Не случится никогда? | страница 3
— Эй? Отопри, мой хороший! — голос долбанувшего повторно кулаком альфача приобрел особенные, воркующе-соблазняющие нотки, едва ли не вкрадчивые. — Тебе там плохо, что ли?
Ваня мутно полупил снизу на задвижку расширившимися зрачками, поразмыслил, жадно трепеща ноздрями — кофе, кофе, великолепная, духмяная, свежесваренная арабика, еб — и хрипловато, сдавленно откликнулся:
— Эрекцией постучи? Лучше слышно будет.
Почему-то пробрало вдруг на смех. Но сил дотянуться до мешающей задвижки и на четвереньках устремиться к ЗОВУЩЕМУ у парнишки не нашлось — накрыло напрочь. От густо разлитой в воздухе и перебивающей мятный освежитель арабики, вестимо, коленки самопроизвольно поехали в стороны.
Член омеги, отключенный желанием от разума, кричал напряженной болью, моля о свободе из тесных, сдавивших джинсов. Ваня накрыл его ладонью, загладил, вскрикнул от пронизавшего до кончиков пальцев острого ощущения, замял, со стонами заерзал страждущей мокрой попой по кафелю пола. Расстегнуть ширинку, немедленно, вот прямо сейчас… Оооо…
Альфач вышиб хлипкую, отделяющую его от сладко всхлипывающей добычи преграду из фанерки нажатием плеча и навис, подавляя мощью и запахом. Крупный, крепко сбитый, лет под тридцать, черты лица правильные, но простоватые, и тоже крупные, под стать фигуре, темные прямые густые волосы связаны сзади в недлинный хвост. Черная замшевая куртка с меховым капюшоном, черные брюки. Глаза, то ли серые, то ли голубые, в общем, светлые, довольно большие, хищно впились в возящегося у ног, бесстыдно занимающегося петтингом парнишку, изучая.
— А ты ничего, сойдешь, — изрек он, налюбовавшись, и наклонился, накрывая губами приоткрывшийся в немом протесте омежий, пересохший от возбуждения рот.
Ваня замешкался на секунду, пытаясь отстраниться, но, подхваченный под затылок, прижатый, захлебнулся кофейным ароматом и лаской, принял и поцелуй, и чужой язык, утрачивая последние, жалкие остатки соображения.

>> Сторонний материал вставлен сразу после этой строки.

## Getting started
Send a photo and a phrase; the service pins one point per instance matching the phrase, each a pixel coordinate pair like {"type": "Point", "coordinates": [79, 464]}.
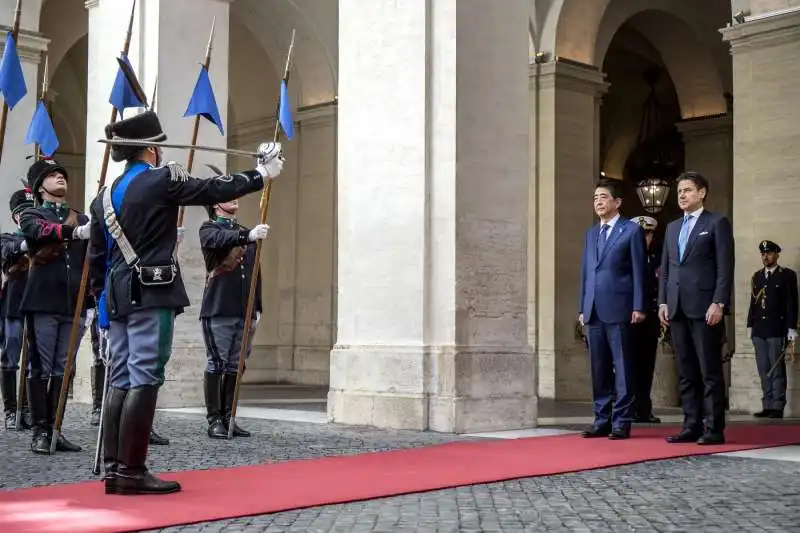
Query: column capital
{"type": "Point", "coordinates": [768, 30]}
{"type": "Point", "coordinates": [30, 45]}
{"type": "Point", "coordinates": [571, 75]}
{"type": "Point", "coordinates": [708, 125]}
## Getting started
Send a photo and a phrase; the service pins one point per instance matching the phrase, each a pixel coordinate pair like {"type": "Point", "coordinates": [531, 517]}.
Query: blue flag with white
{"type": "Point", "coordinates": [285, 112]}
{"type": "Point", "coordinates": [12, 79]}
{"type": "Point", "coordinates": [41, 131]}
{"type": "Point", "coordinates": [203, 102]}
{"type": "Point", "coordinates": [122, 95]}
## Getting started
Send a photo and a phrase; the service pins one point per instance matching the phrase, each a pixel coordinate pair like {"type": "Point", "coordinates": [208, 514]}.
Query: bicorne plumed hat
{"type": "Point", "coordinates": [142, 127]}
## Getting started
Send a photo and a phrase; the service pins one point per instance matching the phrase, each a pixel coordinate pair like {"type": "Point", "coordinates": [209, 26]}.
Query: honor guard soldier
{"type": "Point", "coordinates": [229, 252]}
{"type": "Point", "coordinates": [644, 335]}
{"type": "Point", "coordinates": [56, 239]}
{"type": "Point", "coordinates": [15, 273]}
{"type": "Point", "coordinates": [134, 269]}
{"type": "Point", "coordinates": [771, 321]}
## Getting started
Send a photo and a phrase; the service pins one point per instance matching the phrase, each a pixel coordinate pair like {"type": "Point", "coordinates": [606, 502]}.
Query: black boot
{"type": "Point", "coordinates": [111, 423]}
{"type": "Point", "coordinates": [157, 440]}
{"type": "Point", "coordinates": [98, 386]}
{"type": "Point", "coordinates": [228, 389]}
{"type": "Point", "coordinates": [212, 384]}
{"type": "Point", "coordinates": [136, 422]}
{"type": "Point", "coordinates": [37, 399]}
{"type": "Point", "coordinates": [53, 392]}
{"type": "Point", "coordinates": [8, 388]}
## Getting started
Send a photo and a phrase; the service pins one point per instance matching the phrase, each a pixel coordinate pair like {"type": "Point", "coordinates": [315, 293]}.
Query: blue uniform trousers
{"type": "Point", "coordinates": [140, 346]}
{"type": "Point", "coordinates": [223, 337]}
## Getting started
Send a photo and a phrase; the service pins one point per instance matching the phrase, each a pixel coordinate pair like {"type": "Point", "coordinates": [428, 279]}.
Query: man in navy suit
{"type": "Point", "coordinates": [613, 280]}
{"type": "Point", "coordinates": [694, 294]}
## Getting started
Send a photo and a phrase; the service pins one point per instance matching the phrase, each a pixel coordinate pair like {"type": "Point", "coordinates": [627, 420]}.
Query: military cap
{"type": "Point", "coordinates": [647, 223]}
{"type": "Point", "coordinates": [768, 246]}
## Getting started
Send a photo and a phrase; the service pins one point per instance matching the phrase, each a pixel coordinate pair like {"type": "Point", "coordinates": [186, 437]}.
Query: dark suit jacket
{"type": "Point", "coordinates": [614, 285]}
{"type": "Point", "coordinates": [705, 275]}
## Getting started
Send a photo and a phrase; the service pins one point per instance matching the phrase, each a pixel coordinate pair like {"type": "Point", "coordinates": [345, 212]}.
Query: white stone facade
{"type": "Point", "coordinates": [427, 229]}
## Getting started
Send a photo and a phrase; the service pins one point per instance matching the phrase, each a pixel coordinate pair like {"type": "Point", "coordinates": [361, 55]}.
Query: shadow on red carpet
{"type": "Point", "coordinates": [267, 488]}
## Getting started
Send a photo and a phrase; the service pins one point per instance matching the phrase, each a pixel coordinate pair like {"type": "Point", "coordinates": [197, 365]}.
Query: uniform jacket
{"type": "Point", "coordinates": [148, 217]}
{"type": "Point", "coordinates": [226, 292]}
{"type": "Point", "coordinates": [53, 282]}
{"type": "Point", "coordinates": [14, 263]}
{"type": "Point", "coordinates": [613, 285]}
{"type": "Point", "coordinates": [705, 274]}
{"type": "Point", "coordinates": [779, 312]}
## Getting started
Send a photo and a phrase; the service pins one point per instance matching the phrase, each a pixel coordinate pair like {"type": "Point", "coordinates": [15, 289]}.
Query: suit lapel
{"type": "Point", "coordinates": [612, 238]}
{"type": "Point", "coordinates": [698, 228]}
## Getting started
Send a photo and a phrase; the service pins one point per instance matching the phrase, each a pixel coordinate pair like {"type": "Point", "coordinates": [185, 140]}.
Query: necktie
{"type": "Point", "coordinates": [683, 238]}
{"type": "Point", "coordinates": [601, 241]}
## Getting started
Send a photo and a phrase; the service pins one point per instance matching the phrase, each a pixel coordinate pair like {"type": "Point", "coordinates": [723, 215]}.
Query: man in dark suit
{"type": "Point", "coordinates": [771, 321]}
{"type": "Point", "coordinates": [694, 293]}
{"type": "Point", "coordinates": [613, 278]}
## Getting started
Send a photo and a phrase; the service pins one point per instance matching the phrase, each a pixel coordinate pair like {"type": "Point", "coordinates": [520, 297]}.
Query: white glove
{"type": "Point", "coordinates": [82, 232]}
{"type": "Point", "coordinates": [270, 160]}
{"type": "Point", "coordinates": [259, 232]}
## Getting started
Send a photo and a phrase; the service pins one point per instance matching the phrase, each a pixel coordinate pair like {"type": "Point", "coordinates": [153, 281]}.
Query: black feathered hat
{"type": "Point", "coordinates": [142, 127]}
{"type": "Point", "coordinates": [39, 171]}
{"type": "Point", "coordinates": [20, 201]}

Он не помнил, как продолжающий уносящий в пучину страсти глубокий, влажный поцелуй незнакомец собрал его обвисающее, обнимающее руками за шею, готовое к употреблению, отвечающее тело в охапку и вынес прочь. Не помнил оборачивающихся, равнодушно расступающихся и пропускающих утопающую в начавшемся гоне пару людей в толпе, их усталых или довольных удачной покупке лиц. Не помнил машины, в которую его запихнули, наградив шлепком под зад – ни марки, ни цвета.
Только кофе и вкус слюны, и танец языков, и опаляющий жар держащего у груди парня, и то, что никак не получалось пробраться ему под мешающую прикосновениям одежду, к обнаженной коже.